As a manifesto for serious reconsideration of humanist, generalist area studies - and what anthropoligist Clifford Geertz called "thick description" - I can't think of a better argument for qualitative (i.e., naturalist, idiographic, emic) research than this Brooks piece. And it's all the more powerful because it reminds us that academic debates of this type need not be considered arcane, boring, and peripheral; rather, they can and do have enormous real-world consequences.

You go, David Brooks!

Friday, April 01, 2005

"The Office," U.S.-style, fights back!

OK, I just might have to admit I'm wrong about NBC's Brit transplant, "The Office". I wrote the other day that it might well follow other Brit comedy clones and bomb Stateside.

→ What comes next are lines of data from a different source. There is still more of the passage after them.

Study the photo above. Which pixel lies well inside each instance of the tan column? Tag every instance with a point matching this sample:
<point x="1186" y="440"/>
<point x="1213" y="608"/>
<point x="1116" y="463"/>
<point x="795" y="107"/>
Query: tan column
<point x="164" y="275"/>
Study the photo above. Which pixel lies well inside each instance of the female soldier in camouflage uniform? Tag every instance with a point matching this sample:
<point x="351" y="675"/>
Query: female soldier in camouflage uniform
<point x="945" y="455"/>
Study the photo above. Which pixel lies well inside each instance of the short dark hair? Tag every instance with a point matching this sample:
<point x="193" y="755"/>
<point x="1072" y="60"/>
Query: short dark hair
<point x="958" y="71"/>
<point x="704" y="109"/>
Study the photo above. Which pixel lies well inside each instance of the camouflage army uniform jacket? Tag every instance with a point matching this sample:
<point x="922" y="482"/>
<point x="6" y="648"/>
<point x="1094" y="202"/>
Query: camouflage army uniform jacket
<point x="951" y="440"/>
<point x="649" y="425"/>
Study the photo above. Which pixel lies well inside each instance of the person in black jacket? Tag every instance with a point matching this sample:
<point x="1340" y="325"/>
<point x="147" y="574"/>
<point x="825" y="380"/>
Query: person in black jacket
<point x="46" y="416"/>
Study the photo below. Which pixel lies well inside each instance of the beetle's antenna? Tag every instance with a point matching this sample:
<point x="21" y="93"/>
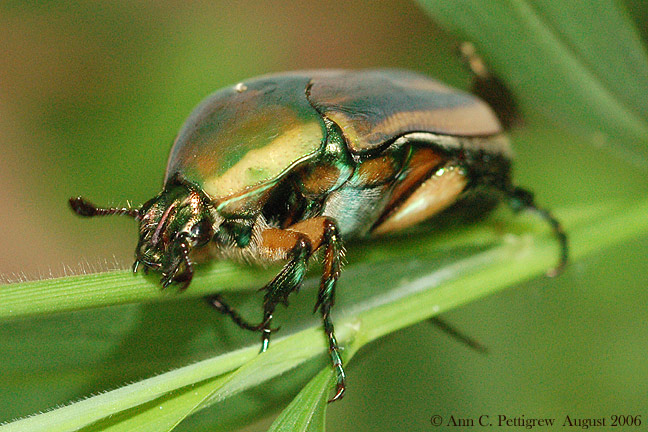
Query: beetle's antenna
<point x="82" y="207"/>
<point x="521" y="199"/>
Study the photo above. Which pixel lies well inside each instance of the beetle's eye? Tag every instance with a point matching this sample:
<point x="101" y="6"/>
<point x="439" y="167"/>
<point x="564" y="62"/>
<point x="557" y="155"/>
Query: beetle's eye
<point x="201" y="232"/>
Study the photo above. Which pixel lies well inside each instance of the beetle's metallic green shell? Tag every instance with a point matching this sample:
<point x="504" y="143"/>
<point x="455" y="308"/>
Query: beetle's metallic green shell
<point x="377" y="106"/>
<point x="247" y="136"/>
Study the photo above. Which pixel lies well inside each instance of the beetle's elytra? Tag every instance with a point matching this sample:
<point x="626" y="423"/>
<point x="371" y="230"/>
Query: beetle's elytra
<point x="282" y="166"/>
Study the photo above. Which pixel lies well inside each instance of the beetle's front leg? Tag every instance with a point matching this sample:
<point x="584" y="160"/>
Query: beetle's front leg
<point x="319" y="232"/>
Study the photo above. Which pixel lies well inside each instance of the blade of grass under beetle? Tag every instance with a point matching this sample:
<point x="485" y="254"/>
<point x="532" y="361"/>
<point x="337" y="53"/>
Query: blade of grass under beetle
<point x="307" y="411"/>
<point x="411" y="300"/>
<point x="581" y="64"/>
<point x="71" y="293"/>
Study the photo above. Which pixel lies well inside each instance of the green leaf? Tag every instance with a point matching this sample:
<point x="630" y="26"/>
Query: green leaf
<point x="581" y="64"/>
<point x="415" y="291"/>
<point x="307" y="412"/>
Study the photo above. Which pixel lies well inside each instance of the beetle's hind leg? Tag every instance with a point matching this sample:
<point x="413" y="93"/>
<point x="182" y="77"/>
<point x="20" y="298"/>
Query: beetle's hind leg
<point x="300" y="241"/>
<point x="297" y="248"/>
<point x="522" y="199"/>
<point x="217" y="302"/>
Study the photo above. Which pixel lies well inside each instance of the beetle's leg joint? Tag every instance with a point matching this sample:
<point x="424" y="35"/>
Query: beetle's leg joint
<point x="521" y="199"/>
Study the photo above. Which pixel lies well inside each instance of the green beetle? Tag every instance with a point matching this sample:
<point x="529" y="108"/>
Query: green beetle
<point x="279" y="167"/>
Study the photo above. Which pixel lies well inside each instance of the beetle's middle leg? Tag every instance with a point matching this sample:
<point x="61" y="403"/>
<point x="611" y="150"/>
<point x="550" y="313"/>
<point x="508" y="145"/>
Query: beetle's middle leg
<point x="315" y="233"/>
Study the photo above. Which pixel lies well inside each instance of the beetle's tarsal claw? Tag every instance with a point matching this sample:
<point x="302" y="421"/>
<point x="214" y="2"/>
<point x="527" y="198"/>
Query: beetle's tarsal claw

But early indications are that the show in fact did quite well with its pilot episode, securing 11.3 million viewers, according to the Nielsen ratings. Overall, it ranked third in the ratings for the Thursday night it ran, behind only Fox's "American Idol" (itself a Brit reality TV transplant) and NBC's "ER" (which now, incidentally, includes Asian-British actress Parminder Nagra as one of its stars). Not bad. Perhaps this show can buck the trend, survive the Anglophile critics' barbs, and become a genuine success. We'll see.